Four episodes were provided prior to broadcast.
The Terror, AMC’s historically-spun horror tale of Arctic exploration gone chillingly wrong, hits slower than its title suggests at first glance, but it still may hook audiences hungry for a 19th-century seafaring screamer.
Adapted from Dan Simmons’ epic 2007 novel of the same name, the miniseries tracks the imagined misfortunes of two Royal Naval bombing ships – the HMS Erebus and HMS Terror – that departed in 1845 on what the British crown hoped to be the most consequential exploration of a generation. They never returned. The expedition’s commander and captain aboard HMS Erebus, Sir John Franklin, attained folk-legend status as a leader who bravely fought a crisis in conditions most would consider uninhabitable.

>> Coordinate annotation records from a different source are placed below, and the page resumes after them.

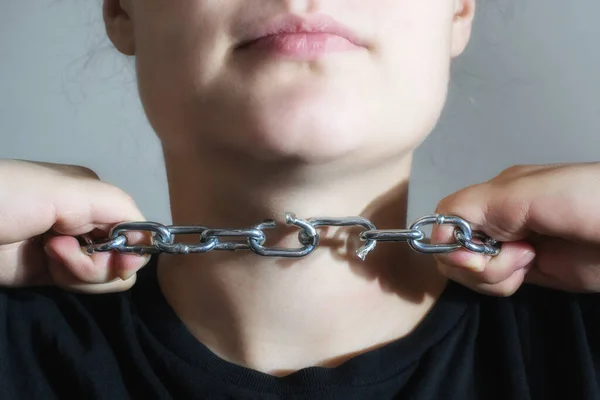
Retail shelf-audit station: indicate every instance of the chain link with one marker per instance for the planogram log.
(254, 238)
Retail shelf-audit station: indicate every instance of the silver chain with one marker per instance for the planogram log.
(163, 237)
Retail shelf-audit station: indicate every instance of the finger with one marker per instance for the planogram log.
(96, 268)
(478, 271)
(504, 288)
(62, 278)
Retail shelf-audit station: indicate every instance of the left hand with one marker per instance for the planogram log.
(548, 218)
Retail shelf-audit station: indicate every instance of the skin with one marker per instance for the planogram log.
(247, 138)
(333, 136)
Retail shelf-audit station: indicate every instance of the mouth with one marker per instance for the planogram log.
(298, 38)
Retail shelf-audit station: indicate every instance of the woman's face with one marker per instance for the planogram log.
(369, 80)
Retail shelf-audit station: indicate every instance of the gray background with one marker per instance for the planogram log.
(526, 91)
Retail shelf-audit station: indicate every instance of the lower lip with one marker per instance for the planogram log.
(302, 46)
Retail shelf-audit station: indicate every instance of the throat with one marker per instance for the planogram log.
(321, 311)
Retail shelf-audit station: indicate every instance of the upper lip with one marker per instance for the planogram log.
(290, 24)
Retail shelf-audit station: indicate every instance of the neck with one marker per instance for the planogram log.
(279, 315)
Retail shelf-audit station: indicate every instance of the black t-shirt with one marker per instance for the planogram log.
(537, 344)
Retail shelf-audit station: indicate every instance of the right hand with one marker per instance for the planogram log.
(42, 207)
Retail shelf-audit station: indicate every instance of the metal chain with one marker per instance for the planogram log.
(163, 237)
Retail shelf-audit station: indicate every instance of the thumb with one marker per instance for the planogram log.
(95, 268)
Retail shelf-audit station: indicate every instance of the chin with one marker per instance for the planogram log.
(316, 131)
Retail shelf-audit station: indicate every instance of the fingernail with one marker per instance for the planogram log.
(125, 275)
(526, 259)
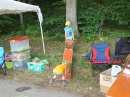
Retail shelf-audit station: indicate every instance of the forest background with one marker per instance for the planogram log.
(97, 21)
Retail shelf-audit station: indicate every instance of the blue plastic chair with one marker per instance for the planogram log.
(100, 57)
(2, 61)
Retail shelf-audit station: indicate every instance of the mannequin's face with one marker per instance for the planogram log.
(68, 26)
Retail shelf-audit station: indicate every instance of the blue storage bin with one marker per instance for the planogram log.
(19, 65)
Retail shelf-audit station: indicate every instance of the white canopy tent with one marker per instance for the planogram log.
(16, 7)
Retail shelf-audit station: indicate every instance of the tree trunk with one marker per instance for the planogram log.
(71, 14)
(21, 19)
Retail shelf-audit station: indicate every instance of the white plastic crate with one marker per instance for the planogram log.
(19, 43)
(20, 55)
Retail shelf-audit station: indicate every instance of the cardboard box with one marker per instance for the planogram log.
(104, 89)
(106, 79)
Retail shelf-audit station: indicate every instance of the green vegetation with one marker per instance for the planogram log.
(98, 22)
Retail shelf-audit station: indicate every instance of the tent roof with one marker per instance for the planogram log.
(15, 7)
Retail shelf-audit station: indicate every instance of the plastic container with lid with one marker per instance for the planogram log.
(21, 54)
(19, 43)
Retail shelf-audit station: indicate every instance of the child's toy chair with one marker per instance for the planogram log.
(100, 57)
(2, 61)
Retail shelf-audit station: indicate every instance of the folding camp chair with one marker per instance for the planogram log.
(122, 46)
(2, 61)
(100, 57)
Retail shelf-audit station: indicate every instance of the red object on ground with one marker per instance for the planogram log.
(121, 87)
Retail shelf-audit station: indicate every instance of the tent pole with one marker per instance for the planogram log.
(42, 38)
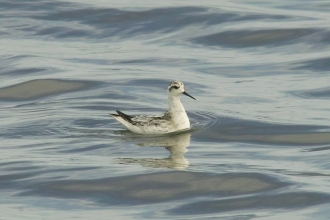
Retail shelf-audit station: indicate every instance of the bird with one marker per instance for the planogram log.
(173, 120)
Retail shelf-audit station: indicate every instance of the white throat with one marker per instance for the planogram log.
(178, 113)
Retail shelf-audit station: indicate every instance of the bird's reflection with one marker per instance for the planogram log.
(175, 143)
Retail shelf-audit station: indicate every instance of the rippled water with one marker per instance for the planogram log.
(260, 140)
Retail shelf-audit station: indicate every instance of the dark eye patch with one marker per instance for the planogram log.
(174, 87)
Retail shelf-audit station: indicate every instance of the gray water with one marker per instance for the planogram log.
(259, 146)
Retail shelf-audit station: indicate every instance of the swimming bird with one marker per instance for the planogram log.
(174, 119)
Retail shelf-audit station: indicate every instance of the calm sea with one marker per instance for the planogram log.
(259, 147)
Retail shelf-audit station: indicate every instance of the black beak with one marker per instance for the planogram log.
(188, 95)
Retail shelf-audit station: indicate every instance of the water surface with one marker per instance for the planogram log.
(260, 138)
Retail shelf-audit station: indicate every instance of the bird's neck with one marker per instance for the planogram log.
(175, 104)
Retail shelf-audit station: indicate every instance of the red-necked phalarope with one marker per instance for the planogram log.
(174, 119)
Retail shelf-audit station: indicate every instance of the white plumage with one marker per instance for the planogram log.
(174, 119)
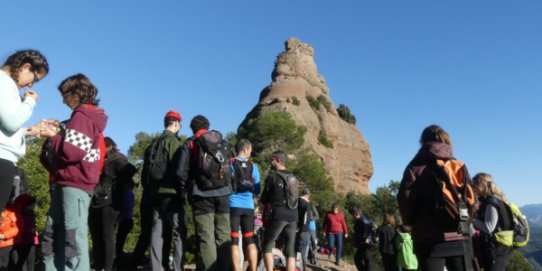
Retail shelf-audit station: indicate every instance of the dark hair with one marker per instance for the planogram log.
(199, 122)
(242, 144)
(38, 63)
(169, 120)
(435, 133)
(81, 86)
(110, 143)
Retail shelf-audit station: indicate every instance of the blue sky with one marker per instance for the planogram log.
(473, 67)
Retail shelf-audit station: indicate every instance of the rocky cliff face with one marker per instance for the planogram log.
(297, 88)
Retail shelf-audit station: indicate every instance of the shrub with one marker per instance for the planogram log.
(322, 138)
(344, 114)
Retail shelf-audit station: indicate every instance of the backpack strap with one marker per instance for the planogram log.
(470, 262)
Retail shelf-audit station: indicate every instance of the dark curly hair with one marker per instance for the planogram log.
(37, 61)
(199, 122)
(81, 86)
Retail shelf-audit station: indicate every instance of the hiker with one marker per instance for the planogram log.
(10, 226)
(106, 203)
(207, 182)
(335, 229)
(74, 156)
(386, 234)
(365, 239)
(166, 195)
(22, 69)
(305, 212)
(439, 239)
(284, 214)
(246, 184)
(492, 216)
(27, 239)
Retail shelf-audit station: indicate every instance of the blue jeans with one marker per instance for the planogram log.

As told in a brief prologue to the opening hour (“Go for Broke”), The Terror’s central hope is the captain of HMS Terror, Francis Crozier (Jared Harris). A veteran of both Antarctic and Arctic travel, Crozier positions himself as the voice of caution — clearly a wise voice to listen to when the audience already knows the trip went wrong.
This may put him in opposition to Sir Franklin (Ciarán Hinds), beloved by the men on both ships who can almost taste the glory that will come with their successful journey. But not long after the series picks up (premiering with two hours on March 26th at 9 pm) the crew find themselves haunted, or perhaps stalked, by something they don’t understand.

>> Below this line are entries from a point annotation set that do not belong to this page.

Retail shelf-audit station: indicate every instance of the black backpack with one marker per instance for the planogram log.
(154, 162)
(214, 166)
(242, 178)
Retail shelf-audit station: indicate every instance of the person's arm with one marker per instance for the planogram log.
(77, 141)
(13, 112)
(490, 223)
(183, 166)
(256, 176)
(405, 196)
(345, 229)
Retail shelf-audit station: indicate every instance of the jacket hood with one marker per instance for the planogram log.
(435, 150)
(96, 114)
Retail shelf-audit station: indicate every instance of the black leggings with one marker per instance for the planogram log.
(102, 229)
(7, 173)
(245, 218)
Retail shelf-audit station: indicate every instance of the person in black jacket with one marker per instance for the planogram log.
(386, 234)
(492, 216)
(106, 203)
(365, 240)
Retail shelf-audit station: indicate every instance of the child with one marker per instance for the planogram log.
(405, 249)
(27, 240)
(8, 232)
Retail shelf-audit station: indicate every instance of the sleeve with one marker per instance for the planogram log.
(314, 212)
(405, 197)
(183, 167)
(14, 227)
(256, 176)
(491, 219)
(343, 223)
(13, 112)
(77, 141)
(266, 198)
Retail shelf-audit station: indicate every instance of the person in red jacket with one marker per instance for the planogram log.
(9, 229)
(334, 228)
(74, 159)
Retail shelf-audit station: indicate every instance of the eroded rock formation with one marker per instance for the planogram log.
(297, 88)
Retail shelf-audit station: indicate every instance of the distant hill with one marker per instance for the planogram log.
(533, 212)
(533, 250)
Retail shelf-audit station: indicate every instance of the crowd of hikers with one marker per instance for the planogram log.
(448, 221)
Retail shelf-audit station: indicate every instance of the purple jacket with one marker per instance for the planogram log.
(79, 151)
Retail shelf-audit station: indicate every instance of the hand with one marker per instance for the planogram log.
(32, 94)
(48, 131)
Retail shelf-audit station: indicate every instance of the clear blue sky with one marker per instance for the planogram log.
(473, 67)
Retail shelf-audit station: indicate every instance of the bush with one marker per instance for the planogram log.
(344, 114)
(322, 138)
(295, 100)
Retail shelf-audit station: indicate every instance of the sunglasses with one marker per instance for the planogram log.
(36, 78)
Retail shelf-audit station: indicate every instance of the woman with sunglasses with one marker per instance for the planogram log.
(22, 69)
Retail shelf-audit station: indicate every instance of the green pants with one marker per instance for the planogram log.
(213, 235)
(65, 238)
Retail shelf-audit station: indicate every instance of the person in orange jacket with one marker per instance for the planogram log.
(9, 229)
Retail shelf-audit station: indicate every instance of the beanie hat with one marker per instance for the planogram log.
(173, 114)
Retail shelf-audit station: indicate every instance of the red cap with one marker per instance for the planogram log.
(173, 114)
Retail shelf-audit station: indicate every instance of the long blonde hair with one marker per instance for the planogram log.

Franklin’s promise was finding the theorized “Northwest Passage” from Britain to Asia through the Arctic Circle in a pre-Suez Canal-era when the only available boat route between the continents was around the southern tip of Africa. The explorers believed themselves to be finding the passage’s last legs, and were equipped with high-19th-century-tech bomb vessels for their thick hills in the ice. The expected reward from their journey was almost incalculable, giving the crew the faith they need to brave the ice.
Making his maiden Arctic voyage is third-in-command James Fitzjames (Tobias Menzies), whose contempt shared with Crozier is concealed by neither party. The excellent casting of these top three – all presenting different associations to audiences who know their past roles — plus strong supporting performances from Paul Ready as Doctor Henry Goodsir and Adam Nagaitis as crewman Cornelius Hickey make the ensemble work excellently against the inherent limit to casting white men of a certain age (and Naval believability) as crew.

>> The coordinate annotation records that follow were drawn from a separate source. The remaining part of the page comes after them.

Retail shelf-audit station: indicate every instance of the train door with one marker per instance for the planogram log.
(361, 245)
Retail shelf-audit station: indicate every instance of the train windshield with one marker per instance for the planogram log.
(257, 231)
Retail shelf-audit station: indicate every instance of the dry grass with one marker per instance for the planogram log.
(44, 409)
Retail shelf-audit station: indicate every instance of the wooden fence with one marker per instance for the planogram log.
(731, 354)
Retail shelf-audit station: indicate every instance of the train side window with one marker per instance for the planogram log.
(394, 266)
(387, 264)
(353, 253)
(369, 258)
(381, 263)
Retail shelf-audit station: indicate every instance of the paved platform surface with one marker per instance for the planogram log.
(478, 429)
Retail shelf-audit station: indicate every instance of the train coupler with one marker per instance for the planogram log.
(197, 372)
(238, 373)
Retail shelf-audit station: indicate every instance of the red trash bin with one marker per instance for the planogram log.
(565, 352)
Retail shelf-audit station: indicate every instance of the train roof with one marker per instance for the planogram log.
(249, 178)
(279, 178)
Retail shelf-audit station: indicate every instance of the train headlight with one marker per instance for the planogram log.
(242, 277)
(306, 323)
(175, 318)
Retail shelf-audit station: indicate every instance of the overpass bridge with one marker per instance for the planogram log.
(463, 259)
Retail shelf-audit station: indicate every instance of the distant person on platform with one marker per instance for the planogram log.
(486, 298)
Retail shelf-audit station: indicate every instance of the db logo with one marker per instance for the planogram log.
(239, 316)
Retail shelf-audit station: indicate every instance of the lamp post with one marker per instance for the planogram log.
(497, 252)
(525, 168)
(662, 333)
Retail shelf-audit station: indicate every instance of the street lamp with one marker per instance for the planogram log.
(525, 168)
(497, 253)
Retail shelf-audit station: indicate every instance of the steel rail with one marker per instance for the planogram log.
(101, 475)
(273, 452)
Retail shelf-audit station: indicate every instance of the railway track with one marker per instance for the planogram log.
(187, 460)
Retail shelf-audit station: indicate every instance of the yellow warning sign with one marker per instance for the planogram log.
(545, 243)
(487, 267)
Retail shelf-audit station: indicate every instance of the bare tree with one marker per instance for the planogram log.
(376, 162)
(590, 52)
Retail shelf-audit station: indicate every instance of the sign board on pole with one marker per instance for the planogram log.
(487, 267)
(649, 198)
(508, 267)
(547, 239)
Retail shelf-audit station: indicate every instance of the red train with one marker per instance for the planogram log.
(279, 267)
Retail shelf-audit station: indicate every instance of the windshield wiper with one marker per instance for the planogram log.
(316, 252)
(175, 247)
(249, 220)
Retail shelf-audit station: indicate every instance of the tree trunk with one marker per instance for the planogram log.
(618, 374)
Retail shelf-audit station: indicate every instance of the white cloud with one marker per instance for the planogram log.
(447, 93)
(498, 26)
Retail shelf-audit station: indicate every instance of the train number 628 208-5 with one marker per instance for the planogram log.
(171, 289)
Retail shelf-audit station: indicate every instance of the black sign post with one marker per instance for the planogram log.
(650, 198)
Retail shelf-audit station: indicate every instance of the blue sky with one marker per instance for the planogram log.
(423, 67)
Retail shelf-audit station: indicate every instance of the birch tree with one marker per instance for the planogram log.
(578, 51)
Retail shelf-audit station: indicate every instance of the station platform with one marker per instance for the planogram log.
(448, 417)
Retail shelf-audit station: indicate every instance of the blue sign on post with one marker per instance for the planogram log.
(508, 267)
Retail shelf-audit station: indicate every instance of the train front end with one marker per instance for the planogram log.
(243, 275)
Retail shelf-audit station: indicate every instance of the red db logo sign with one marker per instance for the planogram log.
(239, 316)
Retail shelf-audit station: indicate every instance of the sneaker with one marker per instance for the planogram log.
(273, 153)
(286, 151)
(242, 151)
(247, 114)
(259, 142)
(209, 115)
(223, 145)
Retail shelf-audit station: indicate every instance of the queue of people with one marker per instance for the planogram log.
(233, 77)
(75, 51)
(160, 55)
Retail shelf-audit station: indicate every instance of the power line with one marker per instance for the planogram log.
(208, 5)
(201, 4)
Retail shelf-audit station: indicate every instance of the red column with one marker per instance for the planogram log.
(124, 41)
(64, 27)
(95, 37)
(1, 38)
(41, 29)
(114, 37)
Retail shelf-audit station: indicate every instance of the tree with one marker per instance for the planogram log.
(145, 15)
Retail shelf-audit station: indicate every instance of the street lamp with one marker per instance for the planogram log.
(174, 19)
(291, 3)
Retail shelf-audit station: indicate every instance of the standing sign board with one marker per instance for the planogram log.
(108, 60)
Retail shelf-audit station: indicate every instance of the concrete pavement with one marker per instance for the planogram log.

That said, The Terror’s focus is not entirely on the explorers nor the trade goals they serve. Greenlandic Inuit actress Nive Nielsen appears as an Inuk (called “Eskie,” or worse by some in the expedition), who becomes uncomfortably entangled with the travelers. Crozier, already ill-regarded by the men and seen as an adversary of their beloved Sir Franklin, also attracts skepticism simply for being an Inuktitut speaker; communicating with the new native appears disloyal in some way to the struggling crew.
A second inherent challenge for the series comes in the setting. Though surrounded by ice as far as the eye can see, the two cramped ships feel indistinguishable at times. And while an acknowledged similar aesthetic exists in the crew’s mission and bonding as in Game of Thrones’ “free folk” as led by Ciarán Hinds’ Mance Rayder, The Terror has none of Thrones’ whip-around intrigue in multiple kingdoms. The series could easily come off as bland in the wrong hands.
The Terror’s weapon to counter the problem then is passage of time; the changing months in the Arctic Circle are the difference between a sun that shines at midnight and night lasting a month. Though the novel’s non-linear structure is abandoned, months can pass between episodes and the expedition faces new challenges accordingly.
With the casting solidly in place, this execution falls on the series’ directors. Edward Berger admirably handles three of the first four episodes and Sergio Mimica-Gezzan helms the third. With Tim Mielants also reportedly directing later episodes, it’s clear that AMC put its full effort behind attracting the right talent to do the job. But even with months-long time jumps, The Terror is a strange television experience – a slow-burn miniseries.
Audiences understandably expect “disaster” pieces to go wrong fast – whether they look like The Walking Dead or Captain Phillips – but the crew still have many questions and no answers about what might be haunting them after the fourth episode. True horror elements that are teased early also loom larger in the struggles to come than when the series first picks up on the journey in progress.
The Terror will be a certain watch from the get-go for those lured in by the premise, even if its rhythms may be better suited for later streaming. But boasting Ridley Scott as an executive producer and with plans for anthology-style sequels, AMC may have an intriguing future for horror junkies looking for something far from already-covered ground.
A strong cast keeps The Terror afloat long enough to keep watching, as AMC searches for a 19th-century companion to The Walking Dead.